Walaupun begitu, Hizbut Tahrir tak pernah terlibat dalam pendirian rezim mana pun di dunia. HT juga tidak pernah terlibat dalam dukung-mendukung kekuasaan/negara manapun—termasuk Saudi—(meski HT telah berkembang di 44 negara di dunia). Sebab, semua negara yang ada di seluruh dunia saat ini–termasuk Saudi—bukanlah negara yang dibangun berdasarkan akidah Islam dan memerintah berdasarkan hukum Allah. Dalam pandangan Islam, satu-satunya negara bagi umat Islam di seluruh dunia adalah khilafah, bukannya kerajaan sebagaimana Saudi.
Pendek kata, perbedaan Hizbut Tahrir (HT) dan Wahabi begitu jelas dan nyata. Menyamakan HT dengan Wahabi bisa jadi karena tidak mengerti, atau sengaja untuk melakukan monsterisasi terhadap HT agar disalahpahami. Lantas, darimana sumbernya kalau disebutkan Hizbut Tahrir mendapatkan dana dari Saudi?

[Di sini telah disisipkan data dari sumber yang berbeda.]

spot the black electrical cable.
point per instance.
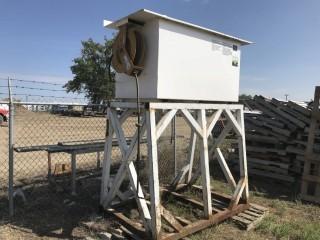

Selain itu, M. Iwan juga mengatakan syariat Islam ketika diterapkan dianggap sebagai ancaman bagi Indonesia. Ia mengatakan syariat Islam tidak cocok dengan masyarakat yang heterogen. Keraguan ini pada dasarnya cermin kegagalan penulis memahami realitas masyarakat itu sendiri.
Sunatullah
Di kehidupan ini, tidak ada dan tak akan pernah ada masyarakat yang homogen. Heteroginitas/pluralitas masyarakat memang sudah dimulai dari dulu hingga akhir zaman. Bahkan, heterogenitas merupakan sunatullah.
Faktanya pun hukum yang diterapkan kini bukan di kalangan yang homogen. Sebagai contoh, di Amerika tidak semua penduduknya satu agama, tapi aturannya yang diterapkan Amerika adalah kapitalisme. Di Indonesia terdapat empat agama resmi yang diakui, tapi aturan yang diterapkan adalah kapitalisme sekularisme. Di Tiongkok, puluhan juta dari berbagai umat tinggal di sana, tapi aturan yang diterapkan sosialisme komunisme.
Tidak konsisten dan tak adil apabila menolak ditegakkannya syariat Islam dengan alasan pluralitas. Terlebih lagi, mengapa seolah-olah yang dihakimi hanyalah Islam? Sedangkan kapitalisme maupun sosialisme yang nyata-nyata telah membawa kerusakan itu tidak? Bahkan, kapitalisme sendiri sudah diterapkan 67 tahun di negeri yang mayoritas muslim ini. Mengapa lalu ideologi Islam diragukan? Jelas itu hanyalah alasan yang dibuat-buat dan irasional.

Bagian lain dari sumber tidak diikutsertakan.